$3$-sheeted covering of the wedge sum of a circle and the projective plane I'm working on this problem: Find all connected $3$-sheeted covering space of the wedge sum of a circle and the projective plane.
Here is my work:

Let me explain: So we start with the preimage of the common point in the wedge sum, which is 3 points. Now in case 1, I suppose the preimage of the projective plane is 3 copies of it. Then each copy is linked to each point. To make this connected, I need a "circle" connecting each 2 points, hence the two lines I drew. I only have 1 line left to add (because this is a 3-sheeted covering), but I need at least 2 more lines to make this a covering, hence this is impossible.

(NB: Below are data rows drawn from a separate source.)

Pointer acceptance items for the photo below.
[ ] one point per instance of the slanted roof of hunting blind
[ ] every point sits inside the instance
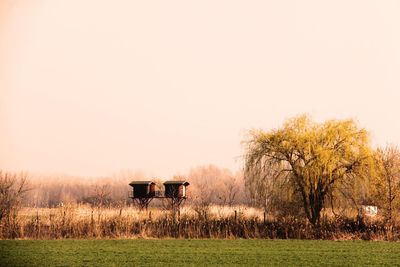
(143, 189)
(140, 183)
(177, 183)
(175, 189)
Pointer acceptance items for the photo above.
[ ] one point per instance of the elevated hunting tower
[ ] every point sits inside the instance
(144, 191)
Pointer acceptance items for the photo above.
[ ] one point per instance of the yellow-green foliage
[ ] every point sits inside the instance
(313, 158)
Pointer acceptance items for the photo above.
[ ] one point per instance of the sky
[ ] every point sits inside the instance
(92, 87)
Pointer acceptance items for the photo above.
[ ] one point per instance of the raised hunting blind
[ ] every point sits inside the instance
(144, 191)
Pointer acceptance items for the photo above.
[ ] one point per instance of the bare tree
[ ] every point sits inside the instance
(387, 182)
(12, 189)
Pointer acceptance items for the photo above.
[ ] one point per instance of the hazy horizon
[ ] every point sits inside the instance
(89, 88)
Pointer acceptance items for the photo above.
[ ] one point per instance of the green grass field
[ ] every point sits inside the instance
(197, 253)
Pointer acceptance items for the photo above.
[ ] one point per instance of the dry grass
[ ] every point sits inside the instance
(215, 222)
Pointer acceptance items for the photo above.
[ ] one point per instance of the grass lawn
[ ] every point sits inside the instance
(170, 252)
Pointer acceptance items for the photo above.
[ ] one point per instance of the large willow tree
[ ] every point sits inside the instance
(312, 158)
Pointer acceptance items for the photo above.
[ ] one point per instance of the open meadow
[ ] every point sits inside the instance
(175, 252)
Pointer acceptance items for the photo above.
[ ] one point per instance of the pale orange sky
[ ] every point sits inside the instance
(93, 87)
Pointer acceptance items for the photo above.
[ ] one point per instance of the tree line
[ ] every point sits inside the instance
(305, 167)
(302, 169)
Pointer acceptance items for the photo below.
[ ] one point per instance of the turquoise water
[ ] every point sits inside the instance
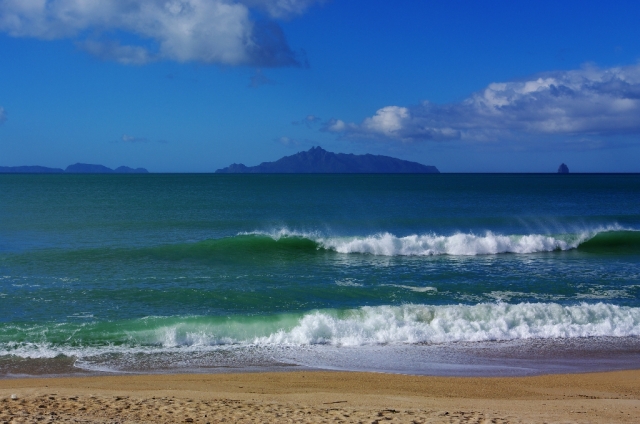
(130, 272)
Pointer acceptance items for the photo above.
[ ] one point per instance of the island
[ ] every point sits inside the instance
(319, 161)
(78, 168)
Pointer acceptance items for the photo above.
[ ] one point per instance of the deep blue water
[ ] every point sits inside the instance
(113, 272)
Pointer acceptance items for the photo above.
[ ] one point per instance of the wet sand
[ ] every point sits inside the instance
(330, 397)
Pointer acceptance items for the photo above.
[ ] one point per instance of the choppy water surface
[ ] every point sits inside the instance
(414, 273)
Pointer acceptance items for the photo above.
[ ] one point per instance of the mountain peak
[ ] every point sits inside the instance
(319, 161)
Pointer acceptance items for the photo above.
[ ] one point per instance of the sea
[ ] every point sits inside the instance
(436, 274)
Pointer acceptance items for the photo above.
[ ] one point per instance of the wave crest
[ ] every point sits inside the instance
(374, 325)
(465, 244)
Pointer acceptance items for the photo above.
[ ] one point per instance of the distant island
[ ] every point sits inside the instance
(77, 168)
(319, 161)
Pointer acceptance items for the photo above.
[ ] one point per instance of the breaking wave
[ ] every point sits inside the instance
(377, 325)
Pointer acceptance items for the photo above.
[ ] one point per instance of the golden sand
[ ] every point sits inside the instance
(328, 397)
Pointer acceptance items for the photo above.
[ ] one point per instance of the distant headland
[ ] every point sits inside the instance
(319, 161)
(77, 168)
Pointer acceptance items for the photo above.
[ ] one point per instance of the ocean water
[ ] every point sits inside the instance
(423, 274)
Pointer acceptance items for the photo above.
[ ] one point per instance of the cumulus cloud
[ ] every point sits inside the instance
(209, 31)
(131, 139)
(309, 121)
(587, 101)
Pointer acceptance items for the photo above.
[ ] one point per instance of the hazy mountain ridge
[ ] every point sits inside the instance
(319, 161)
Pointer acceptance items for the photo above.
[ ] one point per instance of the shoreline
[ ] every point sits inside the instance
(317, 396)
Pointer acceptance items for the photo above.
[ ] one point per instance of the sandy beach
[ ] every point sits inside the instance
(340, 397)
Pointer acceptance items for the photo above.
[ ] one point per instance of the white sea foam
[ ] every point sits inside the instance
(440, 324)
(459, 244)
(413, 288)
(369, 326)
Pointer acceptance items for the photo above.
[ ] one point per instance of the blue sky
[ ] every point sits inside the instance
(194, 85)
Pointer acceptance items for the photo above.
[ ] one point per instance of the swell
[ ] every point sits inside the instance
(289, 245)
(355, 327)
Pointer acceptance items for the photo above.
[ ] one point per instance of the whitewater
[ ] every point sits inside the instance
(424, 274)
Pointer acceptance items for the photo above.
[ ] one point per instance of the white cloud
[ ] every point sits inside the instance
(210, 31)
(587, 101)
(132, 139)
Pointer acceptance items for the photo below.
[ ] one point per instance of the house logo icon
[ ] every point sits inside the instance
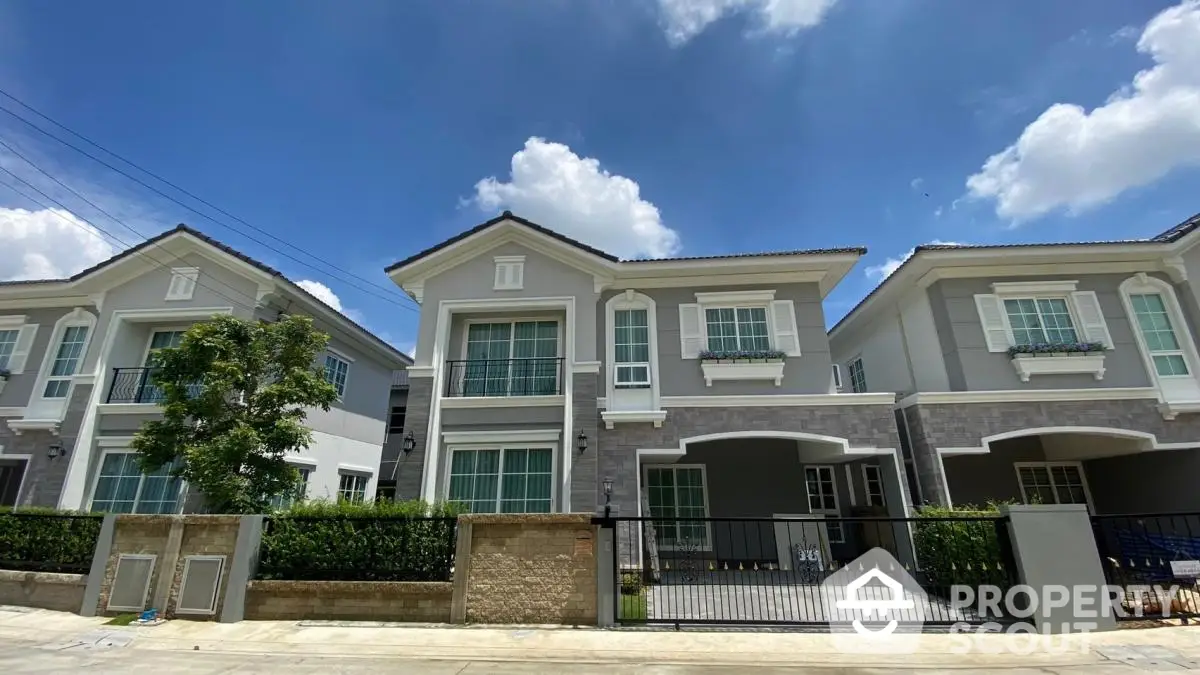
(870, 598)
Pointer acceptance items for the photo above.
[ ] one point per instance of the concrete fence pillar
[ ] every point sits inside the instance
(1055, 553)
(241, 568)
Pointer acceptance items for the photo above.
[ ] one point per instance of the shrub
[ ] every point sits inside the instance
(360, 542)
(960, 551)
(630, 583)
(48, 541)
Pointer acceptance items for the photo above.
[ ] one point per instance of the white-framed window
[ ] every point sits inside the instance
(123, 488)
(857, 376)
(285, 501)
(352, 488)
(1158, 333)
(66, 362)
(676, 494)
(183, 282)
(822, 490)
(502, 479)
(337, 370)
(1038, 321)
(631, 359)
(1053, 483)
(515, 358)
(7, 345)
(396, 419)
(738, 321)
(873, 485)
(1031, 312)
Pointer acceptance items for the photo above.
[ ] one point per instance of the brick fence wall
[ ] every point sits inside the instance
(349, 601)
(531, 569)
(60, 592)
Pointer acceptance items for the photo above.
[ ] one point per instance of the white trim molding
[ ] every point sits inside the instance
(586, 366)
(1030, 395)
(741, 370)
(611, 418)
(733, 297)
(502, 401)
(783, 400)
(510, 436)
(1035, 287)
(1039, 364)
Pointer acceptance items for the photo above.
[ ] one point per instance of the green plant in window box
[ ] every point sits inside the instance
(1054, 350)
(743, 356)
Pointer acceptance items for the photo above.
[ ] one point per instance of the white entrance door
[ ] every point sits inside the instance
(802, 538)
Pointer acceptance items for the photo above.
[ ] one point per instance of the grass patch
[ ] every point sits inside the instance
(121, 620)
(633, 608)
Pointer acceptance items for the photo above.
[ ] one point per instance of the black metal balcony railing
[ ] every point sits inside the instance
(504, 377)
(136, 386)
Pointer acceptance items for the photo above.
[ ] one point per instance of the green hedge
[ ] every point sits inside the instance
(48, 541)
(960, 551)
(360, 542)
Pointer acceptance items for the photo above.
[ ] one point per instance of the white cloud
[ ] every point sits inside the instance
(553, 186)
(321, 292)
(47, 244)
(881, 272)
(1073, 159)
(684, 19)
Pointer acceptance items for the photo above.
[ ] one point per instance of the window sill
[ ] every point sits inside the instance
(611, 418)
(502, 401)
(1027, 365)
(769, 370)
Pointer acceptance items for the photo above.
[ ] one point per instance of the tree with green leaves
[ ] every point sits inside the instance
(235, 394)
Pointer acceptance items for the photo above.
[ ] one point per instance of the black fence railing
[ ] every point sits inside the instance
(504, 377)
(137, 386)
(334, 548)
(1153, 557)
(731, 571)
(42, 542)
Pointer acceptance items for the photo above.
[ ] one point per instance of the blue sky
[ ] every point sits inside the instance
(365, 131)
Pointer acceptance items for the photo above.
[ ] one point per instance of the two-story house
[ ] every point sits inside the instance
(1042, 372)
(79, 352)
(701, 387)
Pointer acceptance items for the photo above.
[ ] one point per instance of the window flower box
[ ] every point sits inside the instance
(1057, 358)
(743, 365)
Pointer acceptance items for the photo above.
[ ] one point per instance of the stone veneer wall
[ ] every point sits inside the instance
(205, 535)
(349, 601)
(60, 592)
(531, 568)
(965, 425)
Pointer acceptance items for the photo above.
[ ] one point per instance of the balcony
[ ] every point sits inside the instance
(136, 386)
(504, 377)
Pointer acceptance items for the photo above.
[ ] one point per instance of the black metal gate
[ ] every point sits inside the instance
(1153, 559)
(769, 571)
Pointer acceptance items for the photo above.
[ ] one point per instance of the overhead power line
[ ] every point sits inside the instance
(391, 294)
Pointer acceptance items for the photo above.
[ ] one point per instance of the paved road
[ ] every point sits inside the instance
(29, 658)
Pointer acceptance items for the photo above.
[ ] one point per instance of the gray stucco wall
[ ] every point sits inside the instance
(807, 374)
(544, 278)
(19, 388)
(417, 419)
(971, 366)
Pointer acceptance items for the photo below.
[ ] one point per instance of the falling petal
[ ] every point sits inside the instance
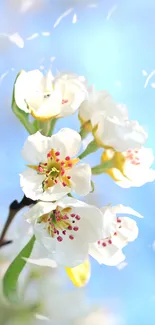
(17, 39)
(45, 33)
(66, 13)
(144, 73)
(153, 245)
(52, 58)
(111, 12)
(3, 75)
(74, 20)
(93, 5)
(121, 266)
(33, 36)
(148, 78)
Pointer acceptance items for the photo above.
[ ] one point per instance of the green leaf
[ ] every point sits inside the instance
(21, 115)
(10, 280)
(47, 127)
(92, 147)
(102, 168)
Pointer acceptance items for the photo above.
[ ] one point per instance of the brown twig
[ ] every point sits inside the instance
(14, 207)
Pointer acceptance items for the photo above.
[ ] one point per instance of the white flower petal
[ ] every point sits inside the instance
(36, 148)
(71, 140)
(68, 253)
(73, 92)
(122, 209)
(41, 262)
(72, 249)
(118, 134)
(28, 84)
(109, 255)
(128, 230)
(81, 179)
(38, 210)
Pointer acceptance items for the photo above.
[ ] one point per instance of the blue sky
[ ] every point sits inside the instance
(113, 46)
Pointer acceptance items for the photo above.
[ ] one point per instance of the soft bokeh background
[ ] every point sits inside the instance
(111, 43)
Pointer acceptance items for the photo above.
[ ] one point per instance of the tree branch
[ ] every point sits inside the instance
(14, 208)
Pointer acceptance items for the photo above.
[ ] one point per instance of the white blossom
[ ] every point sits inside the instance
(52, 169)
(46, 97)
(66, 228)
(117, 232)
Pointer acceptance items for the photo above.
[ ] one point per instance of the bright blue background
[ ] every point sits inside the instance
(111, 53)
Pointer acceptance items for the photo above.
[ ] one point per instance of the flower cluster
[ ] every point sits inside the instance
(70, 230)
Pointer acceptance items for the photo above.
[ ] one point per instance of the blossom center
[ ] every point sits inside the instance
(61, 223)
(133, 157)
(55, 170)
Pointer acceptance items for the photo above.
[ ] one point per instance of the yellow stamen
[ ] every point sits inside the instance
(80, 274)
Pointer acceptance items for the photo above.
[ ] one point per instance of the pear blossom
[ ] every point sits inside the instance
(46, 97)
(66, 228)
(100, 102)
(117, 232)
(52, 171)
(110, 123)
(132, 168)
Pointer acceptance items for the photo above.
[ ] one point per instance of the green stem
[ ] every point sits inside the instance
(92, 147)
(47, 127)
(103, 168)
(83, 133)
(14, 208)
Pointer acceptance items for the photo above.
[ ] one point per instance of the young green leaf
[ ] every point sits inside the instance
(10, 280)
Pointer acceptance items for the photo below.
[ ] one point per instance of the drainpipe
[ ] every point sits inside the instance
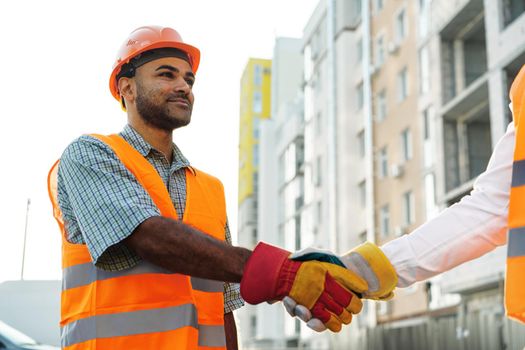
(332, 127)
(369, 139)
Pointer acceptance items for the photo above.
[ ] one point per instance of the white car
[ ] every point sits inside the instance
(12, 339)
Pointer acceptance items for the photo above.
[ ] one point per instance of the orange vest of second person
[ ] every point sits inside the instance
(515, 274)
(144, 307)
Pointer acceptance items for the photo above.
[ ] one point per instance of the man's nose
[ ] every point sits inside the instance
(182, 86)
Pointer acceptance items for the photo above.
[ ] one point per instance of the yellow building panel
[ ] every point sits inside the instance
(255, 104)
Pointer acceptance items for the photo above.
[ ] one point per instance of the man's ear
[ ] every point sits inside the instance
(126, 88)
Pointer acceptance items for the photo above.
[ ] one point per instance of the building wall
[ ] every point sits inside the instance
(403, 174)
(32, 307)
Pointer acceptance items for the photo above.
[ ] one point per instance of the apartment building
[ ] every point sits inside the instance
(397, 138)
(278, 217)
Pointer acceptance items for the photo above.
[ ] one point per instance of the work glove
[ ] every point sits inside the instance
(367, 261)
(326, 290)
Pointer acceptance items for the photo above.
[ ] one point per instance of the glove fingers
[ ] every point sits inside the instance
(342, 296)
(347, 278)
(316, 325)
(289, 305)
(334, 308)
(303, 313)
(330, 320)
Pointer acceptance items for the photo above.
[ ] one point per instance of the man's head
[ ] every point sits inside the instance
(154, 74)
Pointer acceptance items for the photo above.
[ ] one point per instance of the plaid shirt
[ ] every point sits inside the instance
(102, 203)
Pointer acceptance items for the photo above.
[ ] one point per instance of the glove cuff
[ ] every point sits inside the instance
(261, 273)
(369, 261)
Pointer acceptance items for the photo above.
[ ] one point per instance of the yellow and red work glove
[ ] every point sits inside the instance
(325, 289)
(367, 261)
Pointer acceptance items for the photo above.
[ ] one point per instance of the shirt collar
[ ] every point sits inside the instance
(137, 141)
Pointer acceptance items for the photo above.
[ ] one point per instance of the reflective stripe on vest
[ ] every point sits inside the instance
(138, 307)
(515, 273)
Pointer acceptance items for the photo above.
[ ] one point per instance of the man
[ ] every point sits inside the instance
(467, 230)
(145, 235)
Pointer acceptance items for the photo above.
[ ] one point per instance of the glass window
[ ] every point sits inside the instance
(383, 163)
(359, 50)
(360, 96)
(256, 155)
(384, 221)
(361, 141)
(409, 208)
(318, 172)
(512, 9)
(362, 193)
(406, 144)
(424, 71)
(381, 106)
(380, 50)
(378, 5)
(402, 85)
(401, 26)
(257, 102)
(257, 75)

In case 2, I suppose the preimage of the projective plane is a copy of it and its 2-sheeted covering space, the sphere $S^2$. Then $S^2$ must connect 2 points and the copy of projective plane has nowhere to go but to link with the remaining point. I need the covering to be connected, hence I drew 2 "circles" to connect the isolated points to others. I have one line left to add, and the lowest point in my work need to connect with a circle, so I put it there.
To sum up, there is only one 3-sheeted cover?
My question: is this correct? I don't know the optimal way to consider all cases so any other methods will be great.
 A: One of the best way to construct coverings of wedges is to take wedges of coverings, which is definitely the approach you took! Here's what you forgot about the first one. $S^1$ is itself a 3 sheeted covering of itself (take $S^1$ and trisect it). Now at the three trisection points on $S^1$, you can wedge an $\mathbb{R}P^2$ on. This gives a three sheeted cover. Although visually it may be "obvious", you can check. If we choose one of the lifts of the wedge point as a base point, then the subgroup is generated by $\langle a^3, b, aba^{-1}, a^2ba^{-2} \rangle$, where $a$ is the generator for $S^1$ and $b$ is the generator for $\mathbb{R}P^2$. Then the quotient group is just given by $\langle a|a^3 \rangle \cong \mathbb{Z}/3$ so we have shown it's a three sheeted covering. This was close to your first attempt, all you had to do was join the top and bottom by an edge.
I don't think your second one cannot work. If you lift the generator of the fundamental group of the $\mathbb{R}P^2$ factor, then it generates the $\mathbb{R}P^2$ factor upstairs, but is nullhomotopic in the $S^2$ factor. This cannot happen since choosing a different lift point just corresponds to a different conjugacy class and so you can't have a lift to $0$ using one basepoint and a lift to something non-zero at another basepoint.